I was also worried about whether the site can be previewed locally using LiveServer
or python -m http.server
. Strangely, that seemed to work for the most part when I just tested it just now (with DocumenterVitepress
's current system). I don't quite understand why – in earlier testing it seemed like the local servers couldn't translate tutorial
into tutorial.html
. Maybe there's some JS magic in the background? Anyway, for whatever solution you end up with, making sure that it works for preview seems like an important consideration.
Vitepress tends to inline any included images as opposed to including them in the output.
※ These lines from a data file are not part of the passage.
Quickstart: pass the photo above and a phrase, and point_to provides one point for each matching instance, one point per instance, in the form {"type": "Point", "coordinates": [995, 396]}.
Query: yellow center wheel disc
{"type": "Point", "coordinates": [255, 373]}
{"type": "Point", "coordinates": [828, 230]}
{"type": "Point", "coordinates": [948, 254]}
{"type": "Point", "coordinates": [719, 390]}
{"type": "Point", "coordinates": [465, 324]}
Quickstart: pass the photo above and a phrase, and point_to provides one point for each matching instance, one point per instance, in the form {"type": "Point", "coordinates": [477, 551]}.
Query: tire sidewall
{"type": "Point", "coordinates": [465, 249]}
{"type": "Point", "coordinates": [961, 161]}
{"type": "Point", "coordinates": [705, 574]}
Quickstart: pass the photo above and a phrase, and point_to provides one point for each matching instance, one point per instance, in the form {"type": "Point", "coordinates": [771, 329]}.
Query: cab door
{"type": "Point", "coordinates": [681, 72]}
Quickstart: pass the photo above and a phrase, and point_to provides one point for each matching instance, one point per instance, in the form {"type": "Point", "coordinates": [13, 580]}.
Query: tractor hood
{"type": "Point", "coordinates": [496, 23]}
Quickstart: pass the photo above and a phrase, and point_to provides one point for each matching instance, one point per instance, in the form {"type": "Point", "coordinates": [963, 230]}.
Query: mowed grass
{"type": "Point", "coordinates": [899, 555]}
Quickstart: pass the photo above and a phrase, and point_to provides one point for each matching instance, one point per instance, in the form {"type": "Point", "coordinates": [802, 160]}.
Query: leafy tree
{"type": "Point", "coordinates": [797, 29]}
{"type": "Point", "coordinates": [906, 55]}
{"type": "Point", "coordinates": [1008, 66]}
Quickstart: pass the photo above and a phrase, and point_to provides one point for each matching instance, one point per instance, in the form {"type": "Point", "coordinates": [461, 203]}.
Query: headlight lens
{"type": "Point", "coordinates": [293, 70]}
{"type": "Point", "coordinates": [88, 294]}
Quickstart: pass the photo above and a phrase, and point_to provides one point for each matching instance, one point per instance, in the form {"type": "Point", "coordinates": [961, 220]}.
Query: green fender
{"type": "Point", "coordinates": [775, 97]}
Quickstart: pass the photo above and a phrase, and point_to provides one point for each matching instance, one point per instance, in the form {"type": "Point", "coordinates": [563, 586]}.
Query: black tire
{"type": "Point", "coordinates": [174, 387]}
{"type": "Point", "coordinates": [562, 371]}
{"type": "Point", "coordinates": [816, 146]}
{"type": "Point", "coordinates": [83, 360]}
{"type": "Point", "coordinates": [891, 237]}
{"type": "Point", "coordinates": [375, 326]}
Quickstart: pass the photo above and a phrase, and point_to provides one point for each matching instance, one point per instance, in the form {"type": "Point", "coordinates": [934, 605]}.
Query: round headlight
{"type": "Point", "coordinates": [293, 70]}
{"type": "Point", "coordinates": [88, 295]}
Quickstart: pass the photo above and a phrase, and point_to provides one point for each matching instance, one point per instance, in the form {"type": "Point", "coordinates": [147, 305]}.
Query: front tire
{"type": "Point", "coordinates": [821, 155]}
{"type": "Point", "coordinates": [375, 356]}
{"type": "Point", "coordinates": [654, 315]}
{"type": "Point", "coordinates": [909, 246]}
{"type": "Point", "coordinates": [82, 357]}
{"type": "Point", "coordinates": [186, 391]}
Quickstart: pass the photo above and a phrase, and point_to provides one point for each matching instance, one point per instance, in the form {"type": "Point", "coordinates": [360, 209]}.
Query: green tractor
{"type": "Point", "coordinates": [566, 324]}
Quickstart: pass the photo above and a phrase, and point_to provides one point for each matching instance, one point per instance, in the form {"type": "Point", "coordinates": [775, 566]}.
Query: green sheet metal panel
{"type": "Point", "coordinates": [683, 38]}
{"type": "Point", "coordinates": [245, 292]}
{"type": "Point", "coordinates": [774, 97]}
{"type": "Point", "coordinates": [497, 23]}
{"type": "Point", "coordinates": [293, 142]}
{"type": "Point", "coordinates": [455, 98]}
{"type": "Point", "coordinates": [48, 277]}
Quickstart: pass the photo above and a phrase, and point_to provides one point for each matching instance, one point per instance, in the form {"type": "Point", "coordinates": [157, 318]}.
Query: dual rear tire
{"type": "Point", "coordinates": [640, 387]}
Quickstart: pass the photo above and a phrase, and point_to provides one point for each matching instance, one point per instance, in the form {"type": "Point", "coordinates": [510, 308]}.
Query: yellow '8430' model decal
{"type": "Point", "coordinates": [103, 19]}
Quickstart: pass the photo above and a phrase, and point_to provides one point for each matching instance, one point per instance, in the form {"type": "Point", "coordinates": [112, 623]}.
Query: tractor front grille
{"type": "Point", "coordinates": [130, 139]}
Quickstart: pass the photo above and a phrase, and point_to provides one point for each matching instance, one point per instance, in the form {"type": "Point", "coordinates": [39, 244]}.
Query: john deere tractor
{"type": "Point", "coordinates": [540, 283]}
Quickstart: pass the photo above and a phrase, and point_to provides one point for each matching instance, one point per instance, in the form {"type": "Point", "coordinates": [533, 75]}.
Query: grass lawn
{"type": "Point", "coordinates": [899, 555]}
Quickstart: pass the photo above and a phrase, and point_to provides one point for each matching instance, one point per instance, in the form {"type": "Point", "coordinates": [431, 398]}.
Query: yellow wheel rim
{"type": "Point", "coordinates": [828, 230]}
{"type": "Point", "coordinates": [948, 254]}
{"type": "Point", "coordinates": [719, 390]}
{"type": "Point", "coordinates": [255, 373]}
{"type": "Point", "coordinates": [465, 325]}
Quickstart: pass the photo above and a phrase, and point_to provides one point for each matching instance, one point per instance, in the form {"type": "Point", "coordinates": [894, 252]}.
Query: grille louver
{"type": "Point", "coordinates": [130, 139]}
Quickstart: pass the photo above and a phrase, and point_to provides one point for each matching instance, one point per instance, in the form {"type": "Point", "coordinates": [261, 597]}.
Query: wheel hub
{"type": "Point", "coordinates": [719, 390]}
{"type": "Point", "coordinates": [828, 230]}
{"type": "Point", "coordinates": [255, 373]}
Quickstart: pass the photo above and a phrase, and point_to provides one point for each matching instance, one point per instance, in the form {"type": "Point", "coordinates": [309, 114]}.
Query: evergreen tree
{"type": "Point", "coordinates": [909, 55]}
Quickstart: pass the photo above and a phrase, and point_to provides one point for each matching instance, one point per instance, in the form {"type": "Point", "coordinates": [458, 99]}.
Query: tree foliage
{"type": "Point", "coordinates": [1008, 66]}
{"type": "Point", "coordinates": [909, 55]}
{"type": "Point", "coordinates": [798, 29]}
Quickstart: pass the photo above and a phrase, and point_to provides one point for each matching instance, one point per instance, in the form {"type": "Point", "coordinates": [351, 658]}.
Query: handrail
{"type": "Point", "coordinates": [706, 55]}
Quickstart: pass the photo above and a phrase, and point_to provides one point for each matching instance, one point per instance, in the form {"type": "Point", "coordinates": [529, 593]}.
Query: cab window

This doesn't seem to significantly impact load time (see https://beautiful.makie.org for an example).
Huh. I'm surprised it doesn't affect load time. I would have expected this to cause pretty huge .html
documents that most browser would be less efficient at loading, and that also might hurt SEO. But this is a total tangent, though, and we should probably keep this thread more focused :-)
It allows you to keep the exact URL scheme you have now
Almost, but the sites without trailing slashes 301 redirect to the with slash alternatives.
$ curl https://chairmarks.lilithhafner.com/v1.0.2/tutorial
<html>
<head><title>301 Moved Permanently</title></head>
<body>
<center><h1>301 Moved Permanently</h1></center>
<hr><center>nginx</center>
</body>
</html>
$ curl curl https://chairmarks.lilithhafner.com/v1.1.0/tutorial
<!DOCTYPE html>
<html lang="en-US" dir="ltr">
<head>
<meta charset="utf-8">
<meta name="viewport" content="width=device-width,initial-scale=1">
<title>Tutorial | Chairmarks.jl</title>
<meta name="description" content="A VitePress Site">
...
(Chairmarks v1.0.2 and below uses Dcoumenter.jl without Vitepress and 1.1.0 and above uses Documenter.jl and DocumenterVitepress.jl)
https://chairmarks.lilithhafner.com/v1.0.2/explanations (which does not use DocumenterVitepress.jl) redirects to https://chairmarks.lilithhafner.com/v1.0.2/explanations/.
The link https://chairmarks.lilithhafner.com/v1.1.0/explanations/, which uses DocumenterVitepress.jl gives a 404 error.
This caused all
https://chairmarks.lilithhafner.com/stable/.../
links I and others previously posted to break when switching to DocumenterVitepress.jl. I agree with the DocumenterVitepress.jl choice to prefer not using trailing slashes, but URLs with trailing slashes should redirect, not 404.